Uber also pledged to release a report next year sharing what it found after implementing this system—and the company knows improving reporting mechanisms will likely lead the documented rates of sexual assault and harassment in Uber rides to increase.

“We are going to see the metrics go up for a while. But that needs to be understood as building trust in the system. Reporting going up will be a sign that we’re building a system that people trust,” said Tina Tchen, former chief of staff to First Lady Michelle Obama and a leader of TIME’S UP, who advised Uber on this effort. “It’s not the kind of metric that companies are usually going for.”

Uber’s taxonomy covers offenses from “staring or leering” to rape. Those categorizations aren’t for Uber’s customers, however; rather than selecting the offense they experienced from, say, a drop-down menu, Uber riders or drivers can report an incident in their own words, and this system will help Uber track whats going on, respond to the incident appropriately, and direct the person to the correct resources. Uber will use machine learning to figure out what type of behavior is being reported, and customer service representatives specially trained in trauma responses will reach out to the customer.

It’s a system Uber hopes other companies whose customers and workers interact in the real world—like Airbnb, hotels, and restaurants—eventually adopt.

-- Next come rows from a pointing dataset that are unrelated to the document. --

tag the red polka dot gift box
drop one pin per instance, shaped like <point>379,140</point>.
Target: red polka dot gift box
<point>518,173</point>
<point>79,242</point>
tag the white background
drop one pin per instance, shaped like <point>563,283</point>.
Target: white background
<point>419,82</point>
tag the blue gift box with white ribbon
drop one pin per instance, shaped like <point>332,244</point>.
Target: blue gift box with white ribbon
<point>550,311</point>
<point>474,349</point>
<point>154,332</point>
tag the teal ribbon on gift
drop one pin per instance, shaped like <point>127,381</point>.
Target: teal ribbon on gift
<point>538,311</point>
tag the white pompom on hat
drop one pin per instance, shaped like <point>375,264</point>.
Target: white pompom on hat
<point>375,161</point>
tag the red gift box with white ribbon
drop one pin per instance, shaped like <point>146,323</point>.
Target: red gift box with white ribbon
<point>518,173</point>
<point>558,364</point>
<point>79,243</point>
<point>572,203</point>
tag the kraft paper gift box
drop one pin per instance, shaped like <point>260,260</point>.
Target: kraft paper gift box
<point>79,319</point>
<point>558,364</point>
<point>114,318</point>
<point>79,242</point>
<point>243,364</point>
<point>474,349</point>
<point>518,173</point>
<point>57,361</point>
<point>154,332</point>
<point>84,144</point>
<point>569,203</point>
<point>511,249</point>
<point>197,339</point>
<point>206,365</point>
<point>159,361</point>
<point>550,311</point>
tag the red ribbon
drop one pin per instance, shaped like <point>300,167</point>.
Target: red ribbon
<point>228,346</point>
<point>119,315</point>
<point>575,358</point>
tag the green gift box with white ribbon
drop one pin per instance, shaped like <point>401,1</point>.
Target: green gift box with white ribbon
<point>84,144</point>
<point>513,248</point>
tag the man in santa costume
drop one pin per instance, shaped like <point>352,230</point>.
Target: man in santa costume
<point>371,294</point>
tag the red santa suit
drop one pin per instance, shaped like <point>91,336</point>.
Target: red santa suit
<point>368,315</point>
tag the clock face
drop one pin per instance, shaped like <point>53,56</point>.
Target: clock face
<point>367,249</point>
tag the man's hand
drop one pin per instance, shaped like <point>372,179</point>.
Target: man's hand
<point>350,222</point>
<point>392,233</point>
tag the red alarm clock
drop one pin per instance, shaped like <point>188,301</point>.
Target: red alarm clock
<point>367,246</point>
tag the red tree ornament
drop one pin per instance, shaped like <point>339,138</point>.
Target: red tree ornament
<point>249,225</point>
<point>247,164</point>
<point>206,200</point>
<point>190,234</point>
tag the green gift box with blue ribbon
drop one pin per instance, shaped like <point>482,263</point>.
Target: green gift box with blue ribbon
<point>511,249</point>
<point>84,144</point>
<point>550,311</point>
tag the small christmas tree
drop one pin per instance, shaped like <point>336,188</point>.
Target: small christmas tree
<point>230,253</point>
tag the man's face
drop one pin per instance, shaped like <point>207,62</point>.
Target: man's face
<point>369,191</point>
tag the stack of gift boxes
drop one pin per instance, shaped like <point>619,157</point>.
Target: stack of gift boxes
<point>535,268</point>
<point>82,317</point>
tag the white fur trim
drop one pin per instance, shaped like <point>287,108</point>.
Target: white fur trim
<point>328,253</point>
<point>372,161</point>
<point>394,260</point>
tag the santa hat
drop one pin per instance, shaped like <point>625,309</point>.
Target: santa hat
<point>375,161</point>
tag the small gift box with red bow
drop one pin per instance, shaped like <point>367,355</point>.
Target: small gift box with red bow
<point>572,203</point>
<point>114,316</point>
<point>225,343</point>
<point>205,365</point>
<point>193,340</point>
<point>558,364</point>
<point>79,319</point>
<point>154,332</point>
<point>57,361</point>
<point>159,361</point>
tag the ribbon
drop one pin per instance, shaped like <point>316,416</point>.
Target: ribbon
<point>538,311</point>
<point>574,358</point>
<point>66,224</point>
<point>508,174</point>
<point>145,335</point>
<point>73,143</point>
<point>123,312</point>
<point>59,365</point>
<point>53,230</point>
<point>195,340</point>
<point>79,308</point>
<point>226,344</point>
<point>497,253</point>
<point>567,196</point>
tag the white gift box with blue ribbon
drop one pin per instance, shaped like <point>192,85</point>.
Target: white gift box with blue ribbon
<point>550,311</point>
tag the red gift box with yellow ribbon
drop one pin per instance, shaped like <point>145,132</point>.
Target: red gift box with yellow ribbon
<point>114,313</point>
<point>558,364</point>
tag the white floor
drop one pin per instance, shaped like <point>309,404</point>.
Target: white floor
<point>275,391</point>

The categorization system has been released publicly in the Uber/NSRVC report in the hopes that it might become something of an open source tool.

“With this complex and novel effort, our goal was to develop a set of categorizations that could be used to understand various levels of reported inappropriate conduct at scale ,” West and National Sexual Violence Resource Center chief public affairs officer Kristen Houser wrote in a Medium post. “We also wanted to create a methodology that could be used by other companies providing services that put people together in the real world, and to provide them with a uniform lexicon that would enable them to apply consistent categories to a complex set of misbehaviors.”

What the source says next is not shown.